We may not disturb the district court's order absent "clear error"—a "significantly deferential" standard of review. In re United States, 884 F.3d 830, 836 (9th Cir. 2018) (internal citation and quotations omitted); see also In re Pangang Grp., 901 F.3d at 1060 (denying mandamus relief upon concluding that order was not clearly erroneous).

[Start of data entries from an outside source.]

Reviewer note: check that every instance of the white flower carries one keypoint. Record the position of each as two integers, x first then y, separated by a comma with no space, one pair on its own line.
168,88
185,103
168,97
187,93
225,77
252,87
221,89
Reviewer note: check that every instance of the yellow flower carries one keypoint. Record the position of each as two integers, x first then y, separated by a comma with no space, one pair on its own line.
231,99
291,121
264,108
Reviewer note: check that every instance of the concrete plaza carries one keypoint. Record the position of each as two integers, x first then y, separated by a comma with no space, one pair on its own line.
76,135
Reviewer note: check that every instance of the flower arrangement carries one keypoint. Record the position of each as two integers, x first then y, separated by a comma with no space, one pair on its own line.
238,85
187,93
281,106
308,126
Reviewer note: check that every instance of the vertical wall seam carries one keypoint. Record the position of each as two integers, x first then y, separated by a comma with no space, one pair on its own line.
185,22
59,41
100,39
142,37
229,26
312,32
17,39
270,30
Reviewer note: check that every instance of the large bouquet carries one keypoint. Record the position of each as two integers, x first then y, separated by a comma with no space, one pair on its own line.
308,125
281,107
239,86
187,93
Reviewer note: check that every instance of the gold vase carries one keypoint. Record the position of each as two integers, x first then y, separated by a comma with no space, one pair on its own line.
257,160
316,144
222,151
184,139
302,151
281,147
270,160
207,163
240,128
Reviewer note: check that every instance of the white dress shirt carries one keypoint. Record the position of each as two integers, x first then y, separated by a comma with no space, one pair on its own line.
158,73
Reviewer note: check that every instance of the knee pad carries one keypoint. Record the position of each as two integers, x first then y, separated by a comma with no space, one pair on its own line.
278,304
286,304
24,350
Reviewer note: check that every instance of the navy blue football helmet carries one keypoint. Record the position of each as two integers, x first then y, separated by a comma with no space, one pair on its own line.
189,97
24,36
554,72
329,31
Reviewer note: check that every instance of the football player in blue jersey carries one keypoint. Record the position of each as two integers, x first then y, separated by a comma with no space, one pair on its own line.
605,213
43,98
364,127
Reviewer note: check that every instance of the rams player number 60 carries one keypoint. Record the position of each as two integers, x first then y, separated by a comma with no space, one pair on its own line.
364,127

The district court did not err—much less clearly so—in considering the validity of the franchise agreement's arbitration provision in the course of deciding Matco's motion. To the contrary, the district court followed binding Ninth Circuit precedent in concluding: (i) Matco and Fleming did not agree to arbitrate their dispute under the plain terms of their contract, see Sakkab v. Luxottica Retail N. Am., Inc., 803 F.3d 425, 439 (9th Cir. 2015); (ii) absent a valid arbitration provision, the Federal Arbitration Act, 9 U.S.C. § 1-307, does not preempt section 20040.5, see Bradley v. Harris Research, Inc., 275 F.3d 884, 892 (9th Cir. 2001); and (iii) applying section 20040.5, the forum-selection clause here is unenforceable because it would require Fleming, a California franchisee, to litigate in a non- California venue, see Jones v. GNC Franchising, Inc., 211 F.3d 495, 498 (9th Cir. 2000).
We decline to consider the purported error that Matco raises only in a footnote of its petition. See Estate of Saunders v. Comm'r, 745 F.3d 953, 962 n.8 (9th Cir. 2014). --------
Accordingly, the petition for a writ of mandamus is DENIED.